Smith doled out very specific task lists in his classic English basic 4-4-2, forgoing the complicated instructions most modern coaches insist on.
"He's really specific in what he wants from each individual player," said Mastroeni, who has been on the Rapids since 2002. "Going into every game, every player knows what's expected of him. He has an individual philosophy for each player in each position and then he has a collective team philosophy."
That was especially evident last night, when every player focused on a simple task: Casey was the target man; Cummings played off the last defender's shoulder; midfielder Brian Mullan was largely responsible for sending through balls; Mastroeni and Jeff Larentowicz held the midfield and distributed short passes. This allowed the speedy Rapids to play circles around the Earthquakes and create far more chances with their quick, crisp ball movement than the one goal suggests.
It all boiled down to simple things that have become increasingly rare as soccer has become more sophisticated. That the beautiful game is also the simplest of games is often lost on managers, who are keen on outwitting the competition with crafty formations.
"This group works hard, every day they train hard," said Smith. "They condition themselves mentally and physically every day of the week, and when they come out and play, they've got a good understanding of what's expected of them and they've got a great physical capability of achieving that as well. That's it. Football's a simple game."

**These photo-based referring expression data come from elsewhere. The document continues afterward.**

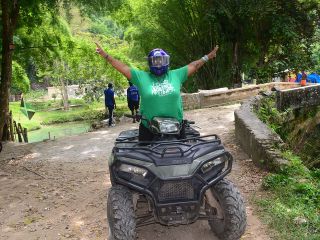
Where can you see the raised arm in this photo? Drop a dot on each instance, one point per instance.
(118, 65)
(194, 66)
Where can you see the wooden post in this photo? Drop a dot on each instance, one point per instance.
(25, 135)
(18, 131)
(22, 133)
(11, 126)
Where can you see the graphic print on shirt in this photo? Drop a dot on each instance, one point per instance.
(162, 89)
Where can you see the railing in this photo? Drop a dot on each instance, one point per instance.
(13, 131)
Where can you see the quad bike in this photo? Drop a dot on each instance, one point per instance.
(172, 181)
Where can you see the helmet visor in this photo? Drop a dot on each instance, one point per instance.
(159, 61)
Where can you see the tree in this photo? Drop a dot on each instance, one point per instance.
(15, 12)
(253, 35)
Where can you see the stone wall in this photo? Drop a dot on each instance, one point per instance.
(210, 98)
(256, 139)
(298, 97)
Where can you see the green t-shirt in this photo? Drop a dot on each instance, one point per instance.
(160, 95)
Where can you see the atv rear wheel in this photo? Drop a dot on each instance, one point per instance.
(121, 216)
(227, 211)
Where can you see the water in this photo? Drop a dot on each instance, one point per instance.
(58, 131)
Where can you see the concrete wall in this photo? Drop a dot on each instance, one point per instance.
(256, 139)
(209, 98)
(298, 97)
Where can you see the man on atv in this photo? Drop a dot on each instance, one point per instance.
(160, 88)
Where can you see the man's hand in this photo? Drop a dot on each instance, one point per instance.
(213, 53)
(100, 51)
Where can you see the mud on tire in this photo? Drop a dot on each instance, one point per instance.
(234, 223)
(120, 211)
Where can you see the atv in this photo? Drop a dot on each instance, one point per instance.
(172, 181)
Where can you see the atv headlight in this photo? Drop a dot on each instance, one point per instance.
(133, 169)
(209, 165)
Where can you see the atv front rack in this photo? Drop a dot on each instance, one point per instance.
(181, 151)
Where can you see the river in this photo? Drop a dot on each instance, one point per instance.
(58, 130)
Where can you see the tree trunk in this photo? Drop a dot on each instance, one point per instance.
(235, 63)
(10, 11)
(65, 97)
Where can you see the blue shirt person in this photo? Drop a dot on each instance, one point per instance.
(109, 101)
(133, 99)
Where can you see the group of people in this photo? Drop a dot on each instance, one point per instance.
(133, 100)
(159, 88)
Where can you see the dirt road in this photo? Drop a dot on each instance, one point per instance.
(57, 189)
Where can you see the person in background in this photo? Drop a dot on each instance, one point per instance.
(133, 99)
(109, 102)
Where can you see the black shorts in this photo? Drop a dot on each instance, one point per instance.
(133, 105)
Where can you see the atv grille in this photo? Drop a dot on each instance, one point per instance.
(175, 190)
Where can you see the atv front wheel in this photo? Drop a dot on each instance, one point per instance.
(227, 213)
(121, 216)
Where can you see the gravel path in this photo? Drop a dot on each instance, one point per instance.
(57, 189)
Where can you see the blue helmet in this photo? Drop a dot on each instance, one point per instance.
(158, 61)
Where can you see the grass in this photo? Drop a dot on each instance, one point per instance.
(292, 203)
(45, 116)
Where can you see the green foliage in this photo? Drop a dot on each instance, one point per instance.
(295, 194)
(268, 113)
(258, 38)
(20, 80)
(35, 95)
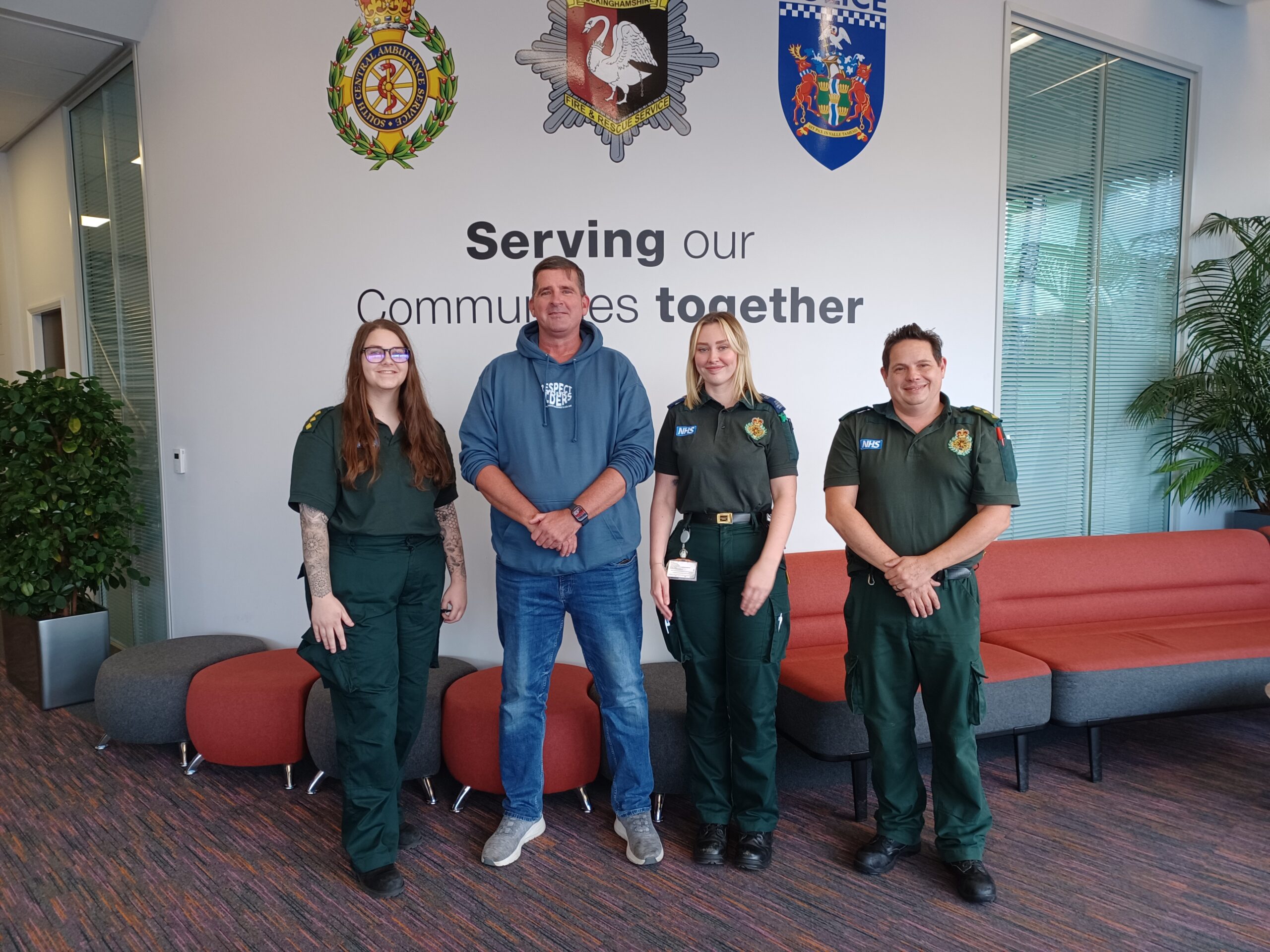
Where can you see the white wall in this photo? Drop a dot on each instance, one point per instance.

"You can blind yourself with science," said Smith's right-hand man, Steve Guppy, "but it really is quite a simple game. If you stick to your task and do your job, you can turn out some nice soccer."
Smith has a saying scribbled on a blackboard in his office: "Live simply, do more, expect less."
Regardless of who they play in next Sunday's MLS Cup final, expecting less might be difficult for this Rapids team. It's that simple.